Ouvert le 30 novembre à Libreville, le Forum panafricain des jeunes pour la culture et la lutte contre la radicalisation s’est achevé le 1er décembre dans la capitale gabonaise.

L’évènement ayant réuni durant 48 heures, dans la capitale gabonaise, les jeunes africains avait pour objectif de renforcer leur implication dans la promotion d’une culture de la paix en Afrique.

A cet effet, il devait déboucher sur la mise en place d’un système de prévention des conflits et des violences, en vue de la construction de sociétés plus résilientes et pacifiques.

Dans cette perspective, les jeunes  se sont engagés à travers une déclaration lue par Jolly Mutesi, miss Rwanda 2016, à «faire le plaidoyer afin que chacun des gouvernement de leurs pays respectifs soutienne la mise en œuvre du projet régional portant renforcement des capacités des jeunes en gestion de mouvements associatifs  et création d’un système d’alerte de prévention des conflits et des violences et de contribuer à l’alerte précoce de la jeunesse pour la paix en Afrique».

Ils se sont également engagés à participer à «l’élaboration de la stratégie opérationnelle pour la jeunesse de la  Communauté économique des États de l’Afrique centrale (CEEAC)».

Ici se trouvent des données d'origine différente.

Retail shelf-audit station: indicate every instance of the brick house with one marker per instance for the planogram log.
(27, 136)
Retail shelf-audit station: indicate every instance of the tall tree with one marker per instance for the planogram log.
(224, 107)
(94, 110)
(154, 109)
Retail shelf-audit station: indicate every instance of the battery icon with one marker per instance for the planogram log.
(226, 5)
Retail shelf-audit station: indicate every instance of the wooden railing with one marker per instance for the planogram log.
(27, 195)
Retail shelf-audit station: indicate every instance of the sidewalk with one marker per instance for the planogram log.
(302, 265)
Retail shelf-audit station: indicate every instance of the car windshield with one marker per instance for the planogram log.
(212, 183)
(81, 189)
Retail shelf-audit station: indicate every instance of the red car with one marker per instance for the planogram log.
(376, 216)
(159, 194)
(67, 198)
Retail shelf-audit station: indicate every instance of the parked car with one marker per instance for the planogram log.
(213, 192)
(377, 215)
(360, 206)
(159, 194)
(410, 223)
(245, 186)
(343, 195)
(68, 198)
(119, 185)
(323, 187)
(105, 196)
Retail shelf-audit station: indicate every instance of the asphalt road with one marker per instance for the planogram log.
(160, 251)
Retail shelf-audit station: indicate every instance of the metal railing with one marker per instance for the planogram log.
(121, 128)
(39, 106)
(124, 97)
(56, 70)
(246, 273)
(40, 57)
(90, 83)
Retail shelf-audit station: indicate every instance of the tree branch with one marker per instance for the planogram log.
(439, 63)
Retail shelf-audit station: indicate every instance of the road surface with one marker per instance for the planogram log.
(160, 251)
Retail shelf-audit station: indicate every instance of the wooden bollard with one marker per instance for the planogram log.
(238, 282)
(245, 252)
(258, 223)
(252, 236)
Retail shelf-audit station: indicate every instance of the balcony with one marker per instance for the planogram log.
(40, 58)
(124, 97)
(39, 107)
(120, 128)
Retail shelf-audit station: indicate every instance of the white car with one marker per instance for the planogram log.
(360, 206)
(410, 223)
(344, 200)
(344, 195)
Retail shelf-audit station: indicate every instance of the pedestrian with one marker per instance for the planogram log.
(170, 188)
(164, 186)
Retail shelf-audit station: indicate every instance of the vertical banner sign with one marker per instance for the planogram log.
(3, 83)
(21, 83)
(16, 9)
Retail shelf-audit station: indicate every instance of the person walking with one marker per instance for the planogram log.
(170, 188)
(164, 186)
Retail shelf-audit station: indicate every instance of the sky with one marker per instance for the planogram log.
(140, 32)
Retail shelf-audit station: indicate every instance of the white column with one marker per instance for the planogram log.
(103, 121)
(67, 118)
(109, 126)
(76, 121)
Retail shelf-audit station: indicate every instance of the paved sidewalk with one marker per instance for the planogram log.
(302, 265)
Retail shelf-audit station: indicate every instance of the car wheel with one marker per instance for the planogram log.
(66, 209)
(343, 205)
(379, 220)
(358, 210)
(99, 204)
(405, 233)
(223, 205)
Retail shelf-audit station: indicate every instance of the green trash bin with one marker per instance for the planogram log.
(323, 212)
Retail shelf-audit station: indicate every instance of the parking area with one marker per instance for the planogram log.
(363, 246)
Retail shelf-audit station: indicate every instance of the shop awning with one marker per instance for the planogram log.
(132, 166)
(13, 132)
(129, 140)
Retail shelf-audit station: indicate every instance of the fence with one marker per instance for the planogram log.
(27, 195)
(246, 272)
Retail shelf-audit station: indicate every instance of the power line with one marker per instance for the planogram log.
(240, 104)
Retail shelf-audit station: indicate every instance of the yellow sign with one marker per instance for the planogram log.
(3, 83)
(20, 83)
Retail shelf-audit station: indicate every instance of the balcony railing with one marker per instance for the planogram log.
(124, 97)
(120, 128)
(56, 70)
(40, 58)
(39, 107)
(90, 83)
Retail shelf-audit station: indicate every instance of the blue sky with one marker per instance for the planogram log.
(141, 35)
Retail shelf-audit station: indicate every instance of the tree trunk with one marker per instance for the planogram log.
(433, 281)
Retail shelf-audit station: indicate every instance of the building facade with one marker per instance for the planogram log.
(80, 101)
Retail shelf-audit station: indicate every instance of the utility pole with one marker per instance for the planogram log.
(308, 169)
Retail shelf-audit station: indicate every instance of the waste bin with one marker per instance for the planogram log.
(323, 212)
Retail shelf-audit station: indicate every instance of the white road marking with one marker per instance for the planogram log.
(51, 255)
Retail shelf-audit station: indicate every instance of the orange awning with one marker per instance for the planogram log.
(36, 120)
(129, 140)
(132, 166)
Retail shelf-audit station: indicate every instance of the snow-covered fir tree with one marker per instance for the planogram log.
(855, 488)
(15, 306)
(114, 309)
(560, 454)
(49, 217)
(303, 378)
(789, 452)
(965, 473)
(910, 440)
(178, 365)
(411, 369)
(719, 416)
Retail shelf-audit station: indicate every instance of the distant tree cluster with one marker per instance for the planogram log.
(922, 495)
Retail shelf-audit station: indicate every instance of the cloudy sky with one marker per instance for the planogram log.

En termes de recommandations, les jeunes ont entre autres, souhaité que leur plaidoyer à la prochaine réunion qui se tiendra à Kigali, au Rwanda, en faveur de ce projet régional, «soit appuyé par les représentants du gouvernement gabonais au comité consultatif permanent des Nations Unies chargé des questions de sécurité en Afrique centrale, ainsi que par le secrétaire général de la CEEAC».

Le ministre en charge de la Jeunesse et des Sports, Mathias Otounga Ossibadjouo, s’est dit satisfait que les jeunes aient «rempli une bonne partie de leur contrat» par leurs apports et contributions, avant de procéder à la clôture des travaux.